B.B.Q. Salmonella

With summer comes the barbeque. And with the barbeque, all too often, comes food poisoning. As far as I can see there are two reasons for this:

1. Barbeques are almost always cooked by men.  This is a phenomenon that surely needs study by sociologists. At the first glimpse of summer, the man, who hasn’t set foot in the kitchen for six months, suddenly acquires a Michelin star and his own TV show, and becomes the undisputed king of cuisine. Women are banished to the outer reaches of the solar system, and the area around the barbeque becomes the domain of man.

2. (and here is where the physics lies) Barbeques, especially the traditional charcoal burning ones, are not particularly temperature controllable. This means it is easy to incinerate the outside of your chook-leg, but leave the inside almost raw.

To cook something correctly, you need the right temperature, and the right cooking time. Heat travels from the outside to the inside through the process of conduction, and just how quickly that happens depends on what material the item is made of. Physicists talk of a parameter called ‘thermal conductivity’ to describe this process – the more thermally conductive, the quicker the heat gets to the centre.

Unfortunately for cookery, the thermal conductivity of most meat is pretty low, meaning you need to allow time for the centre to get hot. In other words, putting all practicality aside,  sausages would make reasonable wall insulation for your house. (Think about that fatty layer of blubber on a seal – its role is to stop the seal losing heat to its icy environment – the same process of cookery but in reverse).
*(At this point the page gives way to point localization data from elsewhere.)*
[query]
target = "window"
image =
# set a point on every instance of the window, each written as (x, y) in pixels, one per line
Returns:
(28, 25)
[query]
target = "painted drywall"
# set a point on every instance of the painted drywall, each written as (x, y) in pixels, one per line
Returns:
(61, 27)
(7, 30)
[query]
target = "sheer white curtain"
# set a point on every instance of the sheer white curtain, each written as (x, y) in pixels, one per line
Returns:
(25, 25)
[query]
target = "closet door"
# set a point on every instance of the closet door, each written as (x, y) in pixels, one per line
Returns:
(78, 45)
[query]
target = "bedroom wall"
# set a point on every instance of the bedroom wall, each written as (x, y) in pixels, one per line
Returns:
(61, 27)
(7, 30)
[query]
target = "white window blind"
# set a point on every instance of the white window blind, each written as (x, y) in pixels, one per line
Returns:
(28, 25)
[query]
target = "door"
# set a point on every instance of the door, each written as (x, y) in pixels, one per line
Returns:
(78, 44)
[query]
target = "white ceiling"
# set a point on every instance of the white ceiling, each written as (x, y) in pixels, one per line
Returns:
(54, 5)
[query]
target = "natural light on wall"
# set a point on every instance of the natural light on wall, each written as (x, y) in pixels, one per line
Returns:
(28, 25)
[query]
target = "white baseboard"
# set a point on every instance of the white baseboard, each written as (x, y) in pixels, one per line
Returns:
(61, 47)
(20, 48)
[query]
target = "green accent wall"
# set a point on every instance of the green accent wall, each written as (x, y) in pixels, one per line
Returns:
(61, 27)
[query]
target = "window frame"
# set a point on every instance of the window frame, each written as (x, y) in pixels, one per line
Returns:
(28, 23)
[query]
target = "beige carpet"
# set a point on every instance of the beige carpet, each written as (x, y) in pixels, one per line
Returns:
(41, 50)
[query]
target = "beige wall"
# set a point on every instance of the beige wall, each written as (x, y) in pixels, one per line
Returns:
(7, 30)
This means that you can’t just whack them on high heat for a few seconds – all that will happen is that you’ll nicely cook the outer couple of millimetres but leave the rest untouched.

In metals, thermal conductivity is related to electrical conductivity, so it is no coincidence that, before its toxic properties were well understood,  saucepans and the like used to be made of copper – it nicely conducted the heat from the fire outside through to the water inside.